In his address last year, Bush expanded his vision of the principal U.S. security challenge into a global struggle to spread democracy and end tyranny. Last night he carried that message further, saying the United States is engaged in a "long war" to liberate the world from dictatorships and tyranny-seeking terrorists who also seek to acquire unconventional weapons.

"We accept the call of history to deliver the oppressed, and move this world toward peace," Bush said.

"Our own generation is in a long war against a determined enemy - a war that will be fought by presidents of both parties, who will need steady bipartisan support from the Congress. . Together, let us protect our country, support the men and women who defend us, and lead this world toward freedom," he said later.

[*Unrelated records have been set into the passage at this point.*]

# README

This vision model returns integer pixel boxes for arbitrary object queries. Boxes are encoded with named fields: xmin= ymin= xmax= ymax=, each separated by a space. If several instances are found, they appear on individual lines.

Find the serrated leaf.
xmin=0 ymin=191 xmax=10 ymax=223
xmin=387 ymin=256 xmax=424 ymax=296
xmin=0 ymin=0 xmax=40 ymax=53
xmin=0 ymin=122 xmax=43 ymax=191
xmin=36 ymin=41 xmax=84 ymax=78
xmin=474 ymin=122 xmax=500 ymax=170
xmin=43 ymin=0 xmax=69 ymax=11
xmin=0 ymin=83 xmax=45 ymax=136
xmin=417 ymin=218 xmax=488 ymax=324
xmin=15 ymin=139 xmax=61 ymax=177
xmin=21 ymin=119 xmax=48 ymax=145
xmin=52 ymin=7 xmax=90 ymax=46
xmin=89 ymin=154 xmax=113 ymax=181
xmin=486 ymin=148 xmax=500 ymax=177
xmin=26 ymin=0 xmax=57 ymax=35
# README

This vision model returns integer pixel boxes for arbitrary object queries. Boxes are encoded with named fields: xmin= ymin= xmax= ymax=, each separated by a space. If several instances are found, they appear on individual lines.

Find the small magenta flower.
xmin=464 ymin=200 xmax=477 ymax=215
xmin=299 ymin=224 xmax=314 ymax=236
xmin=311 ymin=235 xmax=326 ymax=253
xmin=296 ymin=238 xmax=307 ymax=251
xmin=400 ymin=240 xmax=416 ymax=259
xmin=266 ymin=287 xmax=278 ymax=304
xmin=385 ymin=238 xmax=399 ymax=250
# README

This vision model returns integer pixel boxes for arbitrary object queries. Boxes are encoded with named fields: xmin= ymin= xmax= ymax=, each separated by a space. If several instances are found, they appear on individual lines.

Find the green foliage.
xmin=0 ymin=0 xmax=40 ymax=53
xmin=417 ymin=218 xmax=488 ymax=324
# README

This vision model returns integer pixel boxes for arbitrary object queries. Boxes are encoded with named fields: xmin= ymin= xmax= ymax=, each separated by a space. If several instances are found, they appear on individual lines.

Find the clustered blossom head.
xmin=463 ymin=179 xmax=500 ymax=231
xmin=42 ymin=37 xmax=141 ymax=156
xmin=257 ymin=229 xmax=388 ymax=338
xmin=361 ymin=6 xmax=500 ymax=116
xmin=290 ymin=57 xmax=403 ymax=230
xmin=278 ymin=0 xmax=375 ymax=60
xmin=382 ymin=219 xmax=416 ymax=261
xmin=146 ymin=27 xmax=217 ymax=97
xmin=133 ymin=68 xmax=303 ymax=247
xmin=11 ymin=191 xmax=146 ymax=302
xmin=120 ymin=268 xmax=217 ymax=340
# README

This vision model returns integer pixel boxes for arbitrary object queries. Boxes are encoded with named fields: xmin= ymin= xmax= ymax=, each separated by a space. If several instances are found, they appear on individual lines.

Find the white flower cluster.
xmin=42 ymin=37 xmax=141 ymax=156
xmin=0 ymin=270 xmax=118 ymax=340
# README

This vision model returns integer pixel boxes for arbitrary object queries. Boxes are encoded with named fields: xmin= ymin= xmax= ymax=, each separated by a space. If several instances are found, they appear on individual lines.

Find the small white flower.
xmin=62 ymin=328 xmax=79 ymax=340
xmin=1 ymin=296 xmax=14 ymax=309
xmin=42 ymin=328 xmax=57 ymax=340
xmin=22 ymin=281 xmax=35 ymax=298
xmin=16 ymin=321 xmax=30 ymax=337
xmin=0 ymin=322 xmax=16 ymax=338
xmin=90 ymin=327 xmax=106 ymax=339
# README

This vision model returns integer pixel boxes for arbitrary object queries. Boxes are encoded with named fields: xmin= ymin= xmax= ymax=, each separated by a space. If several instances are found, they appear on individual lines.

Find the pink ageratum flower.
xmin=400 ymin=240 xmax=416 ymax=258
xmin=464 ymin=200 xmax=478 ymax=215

Bush listed the pursuit of "weapons of mass destruction" as one of several characteristics of tyrannical regimes. "Dictatorships shelter terrorists and feed resentment and radicalism, and seek weapons of mass destruction," he said.

Iran, he said, "is defying the world with its nuclear ambitions, and the nations of the world must not permit the Iranian regime to gain nuclear weapons."

He did not, however, single out North Korea or any states other than Iran as presenting WMD concerns, nor did he discuss efforts to stop proliferation, as he had in previous such addresses. The focus of his speech was on what Bush portrayed as a historic global struggle on par with the Cold War.

While more than half the world lives in democratic nations, he said, "we do not forget the other half in places like Syria, Burma, Zimbabwe, North Korea, and Iran because the demands of justice, and the peace of this world require their freedom as well."

Bush called Iran "a nation now held hostage by a small clerical elite that is isolating and repressing its people", and he said Tehran sponsors terrorists in the Palestinian territories and Lebanon. He said the United States would welcome "a free and democratic Iran."

Parts of a Struggle

Bush portrayed terrorists as part of this global ideological struggle between freedom and tyranny.

Certain terrorists such as al-Qaeda leader Osama bin Laden, he said, "seek to impose a heartless system of totalitarian control throughout the Middle East and arm themselves with weapons of mass murder. Their aim is to seize power in Iraq and use it as a safe haven to launch attacks against America and the world."

Bush did not, though, as he had in his earliest addresses, address potential alliances between such terrorists and nations to deliver weapons of mass destruction. Terrorists and nondemocratic states were portrayed as separate elements of a threat in a global struggle over how the world should be governed.

"We've entered a great ideological conflict we did nothing to invite," he said.